A rope was put around Slater’s neck, and he was hoisted partway up a telephone pole. He was then lowered and asked if he had anything to say. He allegedly confessed, saying, “I done it, gentlemen, but please give me a trial.” His request was ignored, and he was raised once again. According to the Gazette, “immediately pistols were brought into play.
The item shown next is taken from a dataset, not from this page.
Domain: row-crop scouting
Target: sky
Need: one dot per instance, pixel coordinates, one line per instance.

More than 100 shots were fired into the negro’s body.” Slater’s body was cut down about an hour later, in preparation for an inquest.

The coroner’s jury found that Slater “came to his death at the hands of unknown parties.” Slater apparently had relatives who lived in Wilmar, but they refused to get the body from the undertaker, and it was buried in the potter’s field in Monticello.

For additional information:
“Blame Not Fixed in Lynching Case.” Arkansas Gazette, March 24, 1921, p. 5.

Holley, Donald. “A Look behind the Masks: The 1920s Ku Klux Klan in Monticello, Arkansas.” Arkansas Historical Quarterly 60 (Summer 2001): 131–150.

“Negro Hanged on Monticello Public Square.” Arkansas Gazette, March 23, 1921, p. 1.